Contrairement à ce que le professeur semble dire, il n’y a rien de “très
compliqué” dans ces idées. Elles sont simples et sans détours, découlant de
manière assez évidente de l’Évangile. Je ne suggère nulle part que la
structure hiérarchique de l’Eglise est la meilleure forme d’interaction
catholique avec l’ordre politique. En fait, je dis exactement le contraire. Diotallevi semble déduire de mes commentaires une sorte de
crypto-intégrisme. Dans un cadre de référence européen, cela peut se
comprendre. Mais rien dans le véritable texte de ma conférence ne vient
soutenir cet étrange point de vue, pour une bonne raison : comme presque
tous les autres citoyens des États-Unis, y compris feu John Courtney Murray,
je crois fermement à la séparation de l’Église et de l’État, comprise
correctement et comme les Pères Fondateurs des Etats-Unis l’envisageaient.
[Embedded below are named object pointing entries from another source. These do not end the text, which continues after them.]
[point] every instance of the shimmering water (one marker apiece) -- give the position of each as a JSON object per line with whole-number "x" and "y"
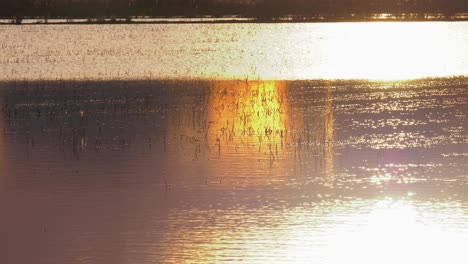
{"x": 229, "y": 171}
{"x": 110, "y": 152}
{"x": 235, "y": 51}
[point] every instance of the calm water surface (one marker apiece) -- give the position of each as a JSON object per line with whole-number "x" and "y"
{"x": 104, "y": 163}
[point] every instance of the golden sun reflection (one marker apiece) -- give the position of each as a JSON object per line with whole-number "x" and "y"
{"x": 329, "y": 137}
{"x": 373, "y": 231}
{"x": 248, "y": 124}
{"x": 398, "y": 232}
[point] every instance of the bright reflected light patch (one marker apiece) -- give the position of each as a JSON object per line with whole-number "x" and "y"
{"x": 395, "y": 232}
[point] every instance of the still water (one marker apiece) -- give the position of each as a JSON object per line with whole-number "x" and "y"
{"x": 110, "y": 162}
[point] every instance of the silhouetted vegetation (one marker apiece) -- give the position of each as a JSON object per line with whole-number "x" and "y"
{"x": 263, "y": 10}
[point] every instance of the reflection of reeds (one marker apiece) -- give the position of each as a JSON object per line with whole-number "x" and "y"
{"x": 258, "y": 122}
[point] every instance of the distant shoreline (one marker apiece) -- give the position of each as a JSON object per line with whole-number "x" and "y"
{"x": 212, "y": 20}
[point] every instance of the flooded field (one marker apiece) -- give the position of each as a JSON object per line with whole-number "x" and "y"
{"x": 230, "y": 171}
{"x": 304, "y": 51}
{"x": 251, "y": 143}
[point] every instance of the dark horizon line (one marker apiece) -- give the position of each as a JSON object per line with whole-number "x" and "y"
{"x": 413, "y": 17}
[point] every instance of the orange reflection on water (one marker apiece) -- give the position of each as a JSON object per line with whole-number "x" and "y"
{"x": 329, "y": 137}
{"x": 248, "y": 124}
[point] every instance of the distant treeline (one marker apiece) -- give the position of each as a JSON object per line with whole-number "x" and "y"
{"x": 260, "y": 9}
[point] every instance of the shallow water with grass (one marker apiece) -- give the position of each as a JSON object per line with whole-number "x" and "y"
{"x": 175, "y": 169}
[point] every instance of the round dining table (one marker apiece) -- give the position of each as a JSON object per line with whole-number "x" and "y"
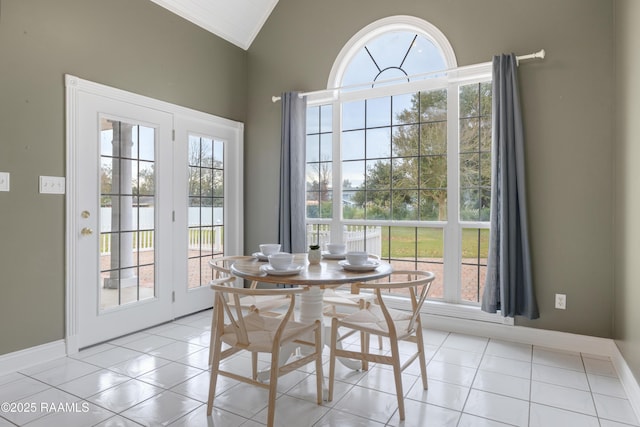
{"x": 330, "y": 272}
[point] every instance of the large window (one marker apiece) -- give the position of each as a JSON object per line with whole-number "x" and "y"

Qu’est-ce que je veux dire par une compréhension “correcte” de la séparation
de l’Église et de l’État ? Exactement la même chose que les évêques
américains quand ils parlaient de l’héritage constitutionnel de notre pays
dans leur excellente lettre pastorale de 1948, "The Christian in Action" [Le
chrétien dans l’action]. Pour des raisons pragmatiques très astucieuses,
John Kennedy avait pris en compte de manière sélective – et aussi laissé de
côté de manière sélective – le contenu de cette lettre pastorale dans son
discours de 1960 à Houston. Le professeur Diotallevi paraît ne pas s’en être
rendu compte. Mais, en tant que chercheur, il pourrait trouver utile de
compléter sa compréhension de la tradition politique américaine – et de la
manière dont Kennedy s’en est éloigné.
Dernier point : le professeur semble craindre que mes propos n’encouragent
“certaines des prises de position 'evangelical' ou néoconservatrices les
plus répandues dans le monde protestant américain, mais aussi dans certaines
franges du monde catholique”. Que l’on me permette de répondre simplement en
faisant remarquer que le témoignage pro-life et pro-famille des evangelicals
américains est louable. Je souhaiterais seulement qu’il soit repris plus
complètement par beaucoup de ces catholiques américains qui se définissent
eux-mêmes comme “libéraux” ou “progressistes.” Les evangelicals et les
catholiques qui (de même que les chrétiens orthodoxes d’Orient, les mormons,
beaucoup de juifs observants, et d’autres) prennent la défense du caractère
sacré de la vie et de la dignité du mariage, méritent d’être loués et non
pas ridiculisés. Ils agissent dans la tradition des activistes pour les
droits civiques – une cause morale défendue par des gens ayant des croyances
religieuses – qui refusaient de “privatiser” leur foi. Leurs témoignages
peuvent être en désaccord avec ce que John Kennedy a déclaré à Houston, mais
ils sont tout à fait dans l’esprit des actions de Martin Luther King à
Selma.
Bien sûr, tout mouvement politique a ses zélotes et ses opportunistes.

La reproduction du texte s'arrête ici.